In this week's AU Monitor, we bring you news and documentation for forthcoming AU meetings on children, industry and of the Economic, Social and Cultural Council. In addition, the AU Monitor features interviews from the African Development Bank (AfDB) with resource mobilization lead expert, Boubacar Traoré, who sheds light on the Multilateral Development Banks’ meeting on debt-related issues held at the World Bank and with Ms Motselisi Lebesa, Principal Public Utilities Economist at NEPAD’s Regional Integration and Trade Department, who talks of Africa's infrastructure deficit and the approaches developed by NEPAD and AfDB in two recent studies. Also at the African Union, the President of the African Union, Ghana’s Head of State, John Kufuor, has appointed Cameroonian Vice President of Transparency International, Barrister Akere Tabeng Muna, as a member of the African Union Audit Commission, in conformity with the Accra Declaration in which Heads of States and Government agreed that, in order to attain the Union Government, "an Audit of the Executive Council in terms of Article 10 of the Constitutive Act, the Commission as well as the other organs of the African Union" be conducted prior to the January summit of the African Union in Addis Ababa.

In Asian-African news, the AU Monitor brings you an important article by Mills Soko on African and Indian economic ties, enunciating the potential for lessons and skills sharing, Dr. Soko states: "Africa has become the emerging market for Indian products and enterprises and an alternative source of energy for India, while African exports, including natural resources, agricultural goods and household consumer items, have grown exponentially." Further, in Sino-African relations, the African Union announced this week the donation of $300,000 by the Chinese government for peacekeepers in Somalia. Also in peace and security news, the AU Mission in the Sudan has condemned an attack by the Justice and Equality Movement and the Unity faction of the Sudan Liberation Army (SLA-Unity) on a Sudanese army base in Kordofan while the United Nations Secretary General also condemned the government bombings on Southern Darfur on Tuesday.

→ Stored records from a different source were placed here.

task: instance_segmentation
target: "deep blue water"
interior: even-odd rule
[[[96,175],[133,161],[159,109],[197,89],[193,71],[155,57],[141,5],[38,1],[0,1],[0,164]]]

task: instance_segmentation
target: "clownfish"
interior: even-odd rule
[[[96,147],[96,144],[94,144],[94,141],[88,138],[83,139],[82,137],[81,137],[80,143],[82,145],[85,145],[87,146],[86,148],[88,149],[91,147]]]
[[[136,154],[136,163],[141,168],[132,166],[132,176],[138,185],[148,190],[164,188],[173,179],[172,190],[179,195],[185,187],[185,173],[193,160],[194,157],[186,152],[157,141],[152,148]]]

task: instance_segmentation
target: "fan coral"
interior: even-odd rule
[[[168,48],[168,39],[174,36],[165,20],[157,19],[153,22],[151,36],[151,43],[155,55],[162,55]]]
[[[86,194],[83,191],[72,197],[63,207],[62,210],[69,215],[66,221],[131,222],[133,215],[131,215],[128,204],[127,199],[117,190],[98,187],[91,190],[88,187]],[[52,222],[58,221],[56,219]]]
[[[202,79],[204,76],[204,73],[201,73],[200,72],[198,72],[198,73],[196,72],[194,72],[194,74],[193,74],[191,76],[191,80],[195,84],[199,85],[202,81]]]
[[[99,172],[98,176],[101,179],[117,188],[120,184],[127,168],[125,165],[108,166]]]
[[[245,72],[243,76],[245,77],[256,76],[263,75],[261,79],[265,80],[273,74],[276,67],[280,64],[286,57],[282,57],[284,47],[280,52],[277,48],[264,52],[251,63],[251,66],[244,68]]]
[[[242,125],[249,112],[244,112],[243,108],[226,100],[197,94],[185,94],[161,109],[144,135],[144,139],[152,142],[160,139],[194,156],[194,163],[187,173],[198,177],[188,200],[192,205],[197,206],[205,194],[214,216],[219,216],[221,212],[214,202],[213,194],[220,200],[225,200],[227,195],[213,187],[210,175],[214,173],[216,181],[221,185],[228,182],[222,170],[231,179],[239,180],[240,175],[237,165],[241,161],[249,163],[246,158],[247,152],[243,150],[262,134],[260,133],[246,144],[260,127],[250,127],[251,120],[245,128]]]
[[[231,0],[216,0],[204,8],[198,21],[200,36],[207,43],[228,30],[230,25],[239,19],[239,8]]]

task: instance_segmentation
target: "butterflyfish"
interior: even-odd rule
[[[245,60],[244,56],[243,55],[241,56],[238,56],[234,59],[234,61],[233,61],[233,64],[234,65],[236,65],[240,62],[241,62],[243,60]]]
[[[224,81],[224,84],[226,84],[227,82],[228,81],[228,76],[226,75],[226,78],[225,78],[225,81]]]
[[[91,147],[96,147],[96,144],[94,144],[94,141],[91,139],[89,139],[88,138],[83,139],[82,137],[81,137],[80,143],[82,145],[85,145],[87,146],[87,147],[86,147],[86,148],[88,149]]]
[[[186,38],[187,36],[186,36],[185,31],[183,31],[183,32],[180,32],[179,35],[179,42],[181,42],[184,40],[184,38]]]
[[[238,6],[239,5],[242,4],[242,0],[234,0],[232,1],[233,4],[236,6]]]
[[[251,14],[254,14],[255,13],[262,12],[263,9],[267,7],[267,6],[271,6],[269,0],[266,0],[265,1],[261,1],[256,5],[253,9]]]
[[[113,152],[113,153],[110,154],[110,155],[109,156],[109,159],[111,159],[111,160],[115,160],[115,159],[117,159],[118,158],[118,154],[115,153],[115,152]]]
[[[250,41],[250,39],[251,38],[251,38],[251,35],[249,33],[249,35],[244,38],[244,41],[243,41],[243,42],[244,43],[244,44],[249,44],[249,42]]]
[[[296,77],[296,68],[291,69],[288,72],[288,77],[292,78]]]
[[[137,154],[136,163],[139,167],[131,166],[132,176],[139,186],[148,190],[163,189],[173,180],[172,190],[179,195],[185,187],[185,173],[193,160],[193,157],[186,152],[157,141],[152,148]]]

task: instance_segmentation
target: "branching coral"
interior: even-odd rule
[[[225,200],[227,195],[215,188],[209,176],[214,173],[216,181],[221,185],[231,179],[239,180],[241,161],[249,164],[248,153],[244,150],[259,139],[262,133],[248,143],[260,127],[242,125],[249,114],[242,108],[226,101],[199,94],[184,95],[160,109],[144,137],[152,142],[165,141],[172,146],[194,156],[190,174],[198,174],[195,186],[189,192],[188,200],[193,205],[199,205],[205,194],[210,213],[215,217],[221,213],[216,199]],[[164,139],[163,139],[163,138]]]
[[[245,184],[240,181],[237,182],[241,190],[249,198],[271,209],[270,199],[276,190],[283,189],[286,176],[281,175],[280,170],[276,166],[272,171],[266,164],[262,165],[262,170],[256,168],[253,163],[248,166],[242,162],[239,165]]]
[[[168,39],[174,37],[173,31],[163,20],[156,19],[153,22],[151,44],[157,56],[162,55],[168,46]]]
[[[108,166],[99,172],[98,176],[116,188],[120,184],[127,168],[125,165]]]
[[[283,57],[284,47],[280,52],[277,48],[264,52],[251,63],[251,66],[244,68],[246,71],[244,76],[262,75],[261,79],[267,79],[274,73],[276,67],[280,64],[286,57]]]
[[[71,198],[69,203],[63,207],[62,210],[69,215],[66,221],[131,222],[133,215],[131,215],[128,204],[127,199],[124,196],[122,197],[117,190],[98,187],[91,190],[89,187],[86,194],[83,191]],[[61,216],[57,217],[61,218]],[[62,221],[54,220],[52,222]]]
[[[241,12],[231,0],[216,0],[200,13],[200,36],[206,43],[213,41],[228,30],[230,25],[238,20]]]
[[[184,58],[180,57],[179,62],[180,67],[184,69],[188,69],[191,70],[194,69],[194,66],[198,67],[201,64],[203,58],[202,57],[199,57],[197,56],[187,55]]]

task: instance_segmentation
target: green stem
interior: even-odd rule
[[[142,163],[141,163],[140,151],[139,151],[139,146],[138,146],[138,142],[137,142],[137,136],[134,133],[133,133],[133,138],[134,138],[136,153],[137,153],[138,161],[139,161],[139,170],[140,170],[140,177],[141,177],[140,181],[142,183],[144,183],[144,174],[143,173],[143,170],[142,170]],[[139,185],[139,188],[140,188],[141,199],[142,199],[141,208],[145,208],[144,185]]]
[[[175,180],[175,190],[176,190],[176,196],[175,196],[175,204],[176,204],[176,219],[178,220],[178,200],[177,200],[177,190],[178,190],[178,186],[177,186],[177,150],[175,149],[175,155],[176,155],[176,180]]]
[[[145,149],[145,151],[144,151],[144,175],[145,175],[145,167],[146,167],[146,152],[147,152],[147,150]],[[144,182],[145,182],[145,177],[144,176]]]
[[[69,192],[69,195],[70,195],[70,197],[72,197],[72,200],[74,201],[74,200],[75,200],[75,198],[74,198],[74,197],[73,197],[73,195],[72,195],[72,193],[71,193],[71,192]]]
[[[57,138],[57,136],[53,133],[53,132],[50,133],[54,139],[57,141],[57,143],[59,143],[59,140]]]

In regional news, President of the ECOWAS Commission, Dr Mohamed Ibn Chambas, urged the European Union to show understanding and flexibility in the Economic Partnership Agreement (EPA) negotiations, while, in a communiqué of the SADC Civil Society forum on “Ensuring Effective Civic Participation in Development and Democratic Governance”, Southern African civil society call upon heads of states and government to institutionalize and operationalize the participation of civil society in decision making at the national and regional levels; take concrete and urgent action related to the violations of human rights in Zimbabwe and Lesotho; and to enter trade negotiations, particularly with the EU, as a united bloc for the benefit of the region.